Avez-vous un message pour les jeunes médecins urgentistes ?
Je pense que notre métier d'urgentiste est un métier en souffrance actuellement mais c'est un métier aussi d'une richesse incroyable. Il faut réussir à trouver un équilibre. Il est vrai que « l'épée de Damoclès » pour tout urgentiste c'est le burn out. Finalement, les voyages, c'est un peu mon moyen d'éviter le burn out. Il existe tellement de moyens d'exploiter ses diplômes, je pense que ça vaut vraiment le coup de trouver un endroit où l'on se sent bien, y compris changer d'hôpital si ce n'est pas le cas.
Je pense que j'ai beaucoup rêvé du parcours que j'ai pu avoir. J'ai demandé autour de moi comment faire, je me suis un peu battue, j'ai persévéré et finalement ce n'était honnêtement pas si complexe. On a de la chance d'avoir un métier où l'on n'est pas assez nombreux dans une certaine mesure, je ne vais pas dire qu'il y a de la place pour tout le monde mais il y a de la place… de la place pour vivre quelque chose d'incroyable.
Je pense qu'il faut aussi travailler la confiance en soi de façon très volontaire et appuyée.
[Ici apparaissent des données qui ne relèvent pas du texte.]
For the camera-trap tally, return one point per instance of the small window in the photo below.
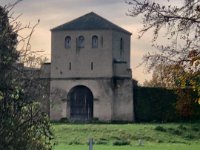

C'est-à-dire que malheureusement, collectivement en tant qu'urgentiste et encore plus pour les internes et les jeunes médecins, nous avons vraiment un manque de confiance en nous qui est majeur puisque nous ne sommes pas très valorisés. Je pense qu'il faut savoir s'auto-valoriser soi-même, être très fier de soi, de ce que nous faisons. Soulager une douleur, avoir intubé, avoir sauvé une vie, ce n'est pas quelque chose de normal, c'est quelque chose d'incroyable. Je pense qu'au plus on en prendra conscience et au plus nous serons fiers de nous, contents et épanouis.
Si nous attendons que la structure nous valorise, nous pouvons attendre « 40 ans ». Il faut chacun le faire envers soi-même, être fier de soi et aussi envers ses collègues et les internes. Toute personne qui a fait médecine peut légitimement être fière d'elle. Il y a une vraie plus-value à regarder le chemin parcouru.